Acción Consumo Equivalencia aproximada
Enviar un WhatsApp (texto) ~0,01 Wh LED encendido unos segundos
Enviar un correo (solo texto) 0,3-0,5 Wh LED pequeño, varios minutos
Correo con adjuntos (MBs) 5-10 Wh Cargar un móvil un 5-10%
Una búsqueda en internet 0,02-0,03 Wh LED encendido 1-2 minutos
Ver un vídeo corto (1-2 min) 1-2 Wh Hervir agua ~30-40 s
1 hora de streaming (HD) 100-150 Wh Portátil funcionando horas
Película en Netflix (4K, ~2 h) 400-600 Wh 2-4 km en coche eléctrico
Videollamada de 1 hora 150-300 Wh Lavadora en modo eco
Generar una imagen con IA 1-10 Wh Vitrocerámica, segundos
Generar texto largo con IA 5-10 Wh Cargar un móvil un 10-15%
Almacenar en la nube (1 año) Decenas de kWh Frigorífico, varios días
Minar 1 bitcoin ~1-1,5 MWh Consumo anual 400 hogares

Y estas son otras comparaciones que se suelen hacer:

  • Mantener encendidas las luces de Navidad básicas de Madrid durante todas las Navidades: unos 3.600-4.800 MWh (15-20 MWh × 240 h). Equivale al consumo de electricidad anual de 1.100-1.500 hogares aprox.
  • Mantener encendidas las luces de un partido de fútbol en el Camp Nou durante 4 horas. Consumo total: 12-16 MWh (3-4 MWh × 4 h). Equivale al consumo diario de 4.000-5.000 hogares aprox.
  • Minar un solo bitcoin, pagando la electricidad a precios domésticos habituales en España (en torno a 0,15-0,30 €/kWh), puede costar entre 15.000 y 55.000 euros, en función del consumo energético total necesario. En otros países, con precios eléctricos muy distintos, el coste puede variar de forma significativa.

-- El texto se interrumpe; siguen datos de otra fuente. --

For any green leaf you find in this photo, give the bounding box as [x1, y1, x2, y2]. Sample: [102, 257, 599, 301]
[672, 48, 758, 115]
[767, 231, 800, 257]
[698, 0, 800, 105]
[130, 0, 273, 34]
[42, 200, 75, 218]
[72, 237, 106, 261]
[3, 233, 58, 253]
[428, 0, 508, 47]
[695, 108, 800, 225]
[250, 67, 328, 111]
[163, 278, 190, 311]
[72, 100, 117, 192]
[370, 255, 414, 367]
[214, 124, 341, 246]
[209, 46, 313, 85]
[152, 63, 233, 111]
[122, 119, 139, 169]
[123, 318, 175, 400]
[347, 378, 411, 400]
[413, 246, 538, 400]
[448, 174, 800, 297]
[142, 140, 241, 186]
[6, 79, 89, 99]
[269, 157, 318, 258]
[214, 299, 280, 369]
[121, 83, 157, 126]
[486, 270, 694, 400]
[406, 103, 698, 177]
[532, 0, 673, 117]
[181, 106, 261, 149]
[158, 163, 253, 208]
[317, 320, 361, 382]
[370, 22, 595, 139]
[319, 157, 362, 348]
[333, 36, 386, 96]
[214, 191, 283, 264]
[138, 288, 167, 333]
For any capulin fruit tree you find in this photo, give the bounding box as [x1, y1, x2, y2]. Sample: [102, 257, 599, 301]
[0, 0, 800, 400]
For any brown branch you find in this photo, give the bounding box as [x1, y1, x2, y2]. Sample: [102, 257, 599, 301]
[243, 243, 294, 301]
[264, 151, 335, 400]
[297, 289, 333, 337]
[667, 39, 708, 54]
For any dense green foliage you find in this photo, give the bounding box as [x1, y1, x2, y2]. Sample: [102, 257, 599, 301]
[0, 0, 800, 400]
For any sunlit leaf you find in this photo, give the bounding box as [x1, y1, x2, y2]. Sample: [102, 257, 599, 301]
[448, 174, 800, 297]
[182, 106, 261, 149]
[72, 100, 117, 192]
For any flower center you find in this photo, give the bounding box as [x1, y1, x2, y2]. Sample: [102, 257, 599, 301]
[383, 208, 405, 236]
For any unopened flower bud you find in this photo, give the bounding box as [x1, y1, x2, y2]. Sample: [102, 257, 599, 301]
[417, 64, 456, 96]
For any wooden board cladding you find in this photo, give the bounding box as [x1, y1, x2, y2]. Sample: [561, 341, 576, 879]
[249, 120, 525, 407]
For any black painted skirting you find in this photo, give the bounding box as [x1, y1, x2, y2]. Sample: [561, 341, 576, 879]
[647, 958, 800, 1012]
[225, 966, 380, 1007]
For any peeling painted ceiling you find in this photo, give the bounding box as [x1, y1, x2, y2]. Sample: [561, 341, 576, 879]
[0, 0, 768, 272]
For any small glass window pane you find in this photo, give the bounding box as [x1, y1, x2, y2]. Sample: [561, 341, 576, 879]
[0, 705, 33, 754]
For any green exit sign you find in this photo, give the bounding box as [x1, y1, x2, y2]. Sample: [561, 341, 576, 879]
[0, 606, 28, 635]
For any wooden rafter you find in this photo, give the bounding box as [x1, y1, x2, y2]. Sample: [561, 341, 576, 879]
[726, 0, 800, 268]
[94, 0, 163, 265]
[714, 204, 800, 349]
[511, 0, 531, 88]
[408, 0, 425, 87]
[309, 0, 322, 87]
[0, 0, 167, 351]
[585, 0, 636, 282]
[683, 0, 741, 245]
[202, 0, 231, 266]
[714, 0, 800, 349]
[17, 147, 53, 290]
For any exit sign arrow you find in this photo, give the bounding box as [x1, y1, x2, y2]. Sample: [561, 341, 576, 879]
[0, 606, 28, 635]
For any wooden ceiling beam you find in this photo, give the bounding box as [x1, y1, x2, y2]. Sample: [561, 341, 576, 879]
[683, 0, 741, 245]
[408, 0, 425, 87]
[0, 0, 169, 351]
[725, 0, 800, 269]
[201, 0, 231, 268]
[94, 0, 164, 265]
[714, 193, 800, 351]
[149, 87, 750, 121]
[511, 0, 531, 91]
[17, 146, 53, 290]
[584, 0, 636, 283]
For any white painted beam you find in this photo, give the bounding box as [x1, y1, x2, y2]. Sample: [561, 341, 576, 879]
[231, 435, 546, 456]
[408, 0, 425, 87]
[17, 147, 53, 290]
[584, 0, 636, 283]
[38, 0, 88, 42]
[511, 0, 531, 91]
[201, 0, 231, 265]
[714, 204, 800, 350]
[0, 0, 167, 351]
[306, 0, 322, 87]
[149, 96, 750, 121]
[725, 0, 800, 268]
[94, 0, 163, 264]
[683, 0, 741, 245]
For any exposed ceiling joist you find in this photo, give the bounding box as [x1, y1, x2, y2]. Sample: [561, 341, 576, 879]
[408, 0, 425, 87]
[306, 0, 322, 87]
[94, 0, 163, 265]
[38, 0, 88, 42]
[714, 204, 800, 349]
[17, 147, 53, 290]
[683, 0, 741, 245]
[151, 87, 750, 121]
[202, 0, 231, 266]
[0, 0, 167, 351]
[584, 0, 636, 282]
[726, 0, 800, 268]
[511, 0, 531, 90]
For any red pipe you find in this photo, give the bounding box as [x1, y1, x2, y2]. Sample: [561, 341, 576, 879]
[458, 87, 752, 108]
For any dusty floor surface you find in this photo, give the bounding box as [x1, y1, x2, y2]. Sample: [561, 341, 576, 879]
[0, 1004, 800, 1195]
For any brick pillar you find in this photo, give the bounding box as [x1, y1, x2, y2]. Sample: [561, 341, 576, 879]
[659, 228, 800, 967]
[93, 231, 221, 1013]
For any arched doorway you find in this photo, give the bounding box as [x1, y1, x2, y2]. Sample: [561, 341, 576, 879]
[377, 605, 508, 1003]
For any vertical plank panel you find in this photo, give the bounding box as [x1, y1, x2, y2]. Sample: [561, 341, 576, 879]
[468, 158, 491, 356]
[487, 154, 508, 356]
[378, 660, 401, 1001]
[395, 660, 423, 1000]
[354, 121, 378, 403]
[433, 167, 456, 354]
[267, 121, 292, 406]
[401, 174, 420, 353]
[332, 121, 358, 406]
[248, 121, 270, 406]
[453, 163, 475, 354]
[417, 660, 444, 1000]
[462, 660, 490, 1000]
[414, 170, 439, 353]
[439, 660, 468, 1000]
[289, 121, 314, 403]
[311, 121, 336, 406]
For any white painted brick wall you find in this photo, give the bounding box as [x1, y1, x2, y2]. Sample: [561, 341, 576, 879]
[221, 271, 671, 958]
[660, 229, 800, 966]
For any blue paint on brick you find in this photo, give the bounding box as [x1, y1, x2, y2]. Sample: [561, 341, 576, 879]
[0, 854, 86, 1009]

Esto nos lleva a plantearnos algunas cuestiones de fondo:

  • Si acciones aparentemente triviales como ver vídeos cortos o generar imágenes con IA tienen un coste energético comparable a usos domésticos habituales… ¿Por qué ese consumo sigue siendo invisible para el usuario y no forma parte del precio o las decisiones de diseño de las plataformas?
  • Cuando una sola actividad digital «extrema« como puede ser minar un bitcoin, puede costar entre 35.000 y 140.000 euros en electricidad… ¿Tiene sentido que su impacto energético se trate como una externalidad privada y no como un problema de infraestructura comparable al alumbrado urbano?
  • Si mantener encendidas todas las luces de Navidad de Madrid durante semanas consume del orden de miles de MWh, pero el uso cotidiano de servicios digitales globales puede superar esas cifras de forma distribuida, ¿estamos enfocando mal el debate público al criticar solo los consumos «espectaculares» y no los hábitos digitales masivos y continuos?

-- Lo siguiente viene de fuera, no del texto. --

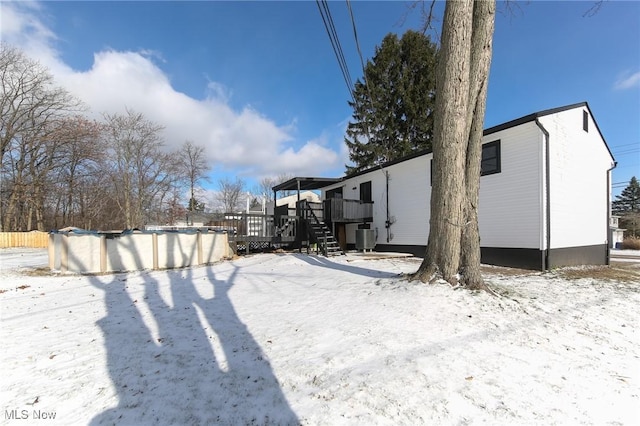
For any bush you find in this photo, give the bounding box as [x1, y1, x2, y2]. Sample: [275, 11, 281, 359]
[620, 237, 640, 250]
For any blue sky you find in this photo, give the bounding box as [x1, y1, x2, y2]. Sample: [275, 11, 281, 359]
[0, 1, 640, 201]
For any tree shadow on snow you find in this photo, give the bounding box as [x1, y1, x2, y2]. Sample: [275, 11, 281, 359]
[82, 240, 299, 425]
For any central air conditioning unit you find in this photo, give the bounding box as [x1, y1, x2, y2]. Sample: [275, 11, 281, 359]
[356, 229, 376, 251]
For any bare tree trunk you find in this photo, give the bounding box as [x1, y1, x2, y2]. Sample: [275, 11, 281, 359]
[410, 0, 495, 289]
[411, 0, 473, 284]
[460, 0, 496, 289]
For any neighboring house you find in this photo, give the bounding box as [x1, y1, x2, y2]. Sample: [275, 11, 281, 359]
[609, 216, 626, 248]
[274, 102, 616, 270]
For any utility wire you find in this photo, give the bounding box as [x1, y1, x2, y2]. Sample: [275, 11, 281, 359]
[316, 0, 355, 103]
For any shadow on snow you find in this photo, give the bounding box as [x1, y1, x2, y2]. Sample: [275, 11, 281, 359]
[78, 238, 299, 425]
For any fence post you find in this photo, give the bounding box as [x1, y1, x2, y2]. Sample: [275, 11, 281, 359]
[60, 233, 69, 272]
[47, 232, 56, 270]
[151, 232, 158, 269]
[100, 234, 107, 274]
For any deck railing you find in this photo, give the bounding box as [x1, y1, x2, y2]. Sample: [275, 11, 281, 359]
[215, 213, 298, 243]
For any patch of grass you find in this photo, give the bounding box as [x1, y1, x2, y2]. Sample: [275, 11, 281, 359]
[480, 265, 540, 277]
[22, 266, 53, 277]
[555, 264, 640, 283]
[621, 237, 640, 250]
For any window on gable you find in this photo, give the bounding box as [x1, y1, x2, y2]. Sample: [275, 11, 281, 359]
[360, 181, 373, 201]
[582, 111, 589, 132]
[480, 140, 500, 176]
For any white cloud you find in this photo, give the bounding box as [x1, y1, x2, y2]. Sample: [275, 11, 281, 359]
[614, 71, 640, 90]
[0, 2, 340, 178]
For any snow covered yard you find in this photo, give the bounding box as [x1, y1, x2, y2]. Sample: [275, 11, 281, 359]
[0, 250, 640, 425]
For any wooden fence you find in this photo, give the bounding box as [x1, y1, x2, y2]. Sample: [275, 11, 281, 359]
[0, 231, 49, 248]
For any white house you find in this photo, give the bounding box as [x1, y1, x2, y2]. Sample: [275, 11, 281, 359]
[274, 102, 616, 270]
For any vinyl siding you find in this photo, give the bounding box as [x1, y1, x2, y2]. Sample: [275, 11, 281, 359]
[325, 123, 543, 249]
[540, 108, 613, 249]
[478, 122, 544, 249]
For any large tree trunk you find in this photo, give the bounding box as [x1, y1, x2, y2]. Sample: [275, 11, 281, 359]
[460, 0, 496, 289]
[413, 0, 473, 284]
[410, 0, 495, 288]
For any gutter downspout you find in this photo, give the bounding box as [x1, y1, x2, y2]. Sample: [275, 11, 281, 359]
[605, 161, 618, 266]
[536, 118, 551, 271]
[384, 170, 391, 244]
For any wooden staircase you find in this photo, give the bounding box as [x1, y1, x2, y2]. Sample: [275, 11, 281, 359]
[301, 201, 344, 257]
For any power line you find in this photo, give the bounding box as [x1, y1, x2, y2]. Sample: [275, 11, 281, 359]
[316, 0, 355, 103]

Como puede verse, algunas cuestiones técnicas tienen una respuesta muy concreta y calculable, pero otras cuestiones de fondo, no tanto. Al respecto, una reflexión muy interesante y completa es la de Andy Masley en Using ChatGPT is not bad for the environment – a cheat sheet donde explica por qué en vez de preocuparnos por la IA o por otros gastos «modernos» deberíamos esforzarnos mucho más en hacer que las fuentes de energía sean limpias, pues lo otro son problemas nimios. Habrá que meditar sobre todo esllo.